Казалось, прошло слишком много и слишком мало времени с тех пор, как его семья наткнулась на отряд воинов-гуронов, выкосивших британский отряд, как снопы пшеницы. Ункас уделил юной девушке в розовом не больше внимания, чем остальным деталям зрелища, стараясь заметить как можно больше, чтобы лучше выследить врага и биться с ним. Он ничего не почувствовал, кроме смутного веселья, когда она попыталась погнаться за лошадьми.
И вот он лежит, страдая от ран, которые с радостью принял, защищая Алису Манро.
Ункас знал, что мог умереть от этих ран.
Последний час, когда я безумно рванулся к близкой смерти, не принес мне гибели, он только… сам по себе… завершил процесс.
Но какой процесс?
Голос Натаниэля нарушил тишину до того, как Ункас двинулся дальше по этой темной тропе:
— Сдается мне, ты слишком много думаешь. Ты не думал, когда оторвался от меня и отца, чтобы взобраться на ту гору — почему же ты делаешь это сейчас?
И правда, почему же. Могло ли это случиться просто потому, что он полюбил Алису Манро, и какая-то часть его души, еще незримая разуму, рванулась на гору лишь из-за этого?
А потом рука грубо коснулась его ран через рубашку, разогнав мысли, будто вспугнутых оленей:
— Ты чего затих? Ты там не умер?
— Еще раз так сделаешь, и я выдам тебя следующему же отряду, который спросит, — французы, британцы, гуроны, оттава, повелитель летучих мышей и слепней Матанто — пусть кто угодно сдирает шкуру с несносного Натаниэля По, да хоть все разом.
— И оставишь свою невестку без мужа еще до свадьбы?
— Не-то-кон!
Из темноты донесся сдавленный смех Натаниэля, который всегда звучал так, словно он пытался откашляться. Рука брата снова коснулась ран Ункаса, но на сей раз не надавила.
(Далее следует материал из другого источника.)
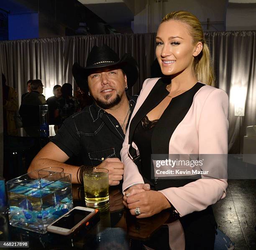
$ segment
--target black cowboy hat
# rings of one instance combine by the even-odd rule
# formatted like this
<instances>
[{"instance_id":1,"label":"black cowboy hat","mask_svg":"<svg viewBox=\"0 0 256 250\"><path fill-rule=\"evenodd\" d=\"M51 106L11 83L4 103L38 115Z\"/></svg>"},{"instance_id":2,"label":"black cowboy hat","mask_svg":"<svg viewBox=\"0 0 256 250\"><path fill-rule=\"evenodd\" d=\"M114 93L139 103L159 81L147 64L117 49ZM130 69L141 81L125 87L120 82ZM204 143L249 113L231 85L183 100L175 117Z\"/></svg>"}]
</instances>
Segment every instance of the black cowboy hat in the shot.
<instances>
[{"instance_id":1,"label":"black cowboy hat","mask_svg":"<svg viewBox=\"0 0 256 250\"><path fill-rule=\"evenodd\" d=\"M111 66L118 66L125 72L127 78L128 89L136 82L138 76L138 68L135 59L127 53L119 59L118 55L105 44L102 47L94 46L87 58L86 67L83 68L77 63L75 63L72 68L72 73L78 87L87 92L89 90L88 76L94 69Z\"/></svg>"}]
</instances>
Это был нежный дружеский жест.
— Я оставлю тебя отдыхать, раз тебе лучше, — Натаниэль беззвучно поднялся на ноги, подобрав при этом мушкет, и ускользнул, чтобы забыться легким сном тех, кто стоит на страже.
Отвлечение, однако, сработало, и Ункас счел, что сможет снова заснуть. Если бы пастор Уилок оказал ему услугу и вернулся в его сон, чтобы помочь распутать мысли и чувства, наверное, Ункас смог бы найти ответ на свою загадку до рассвета.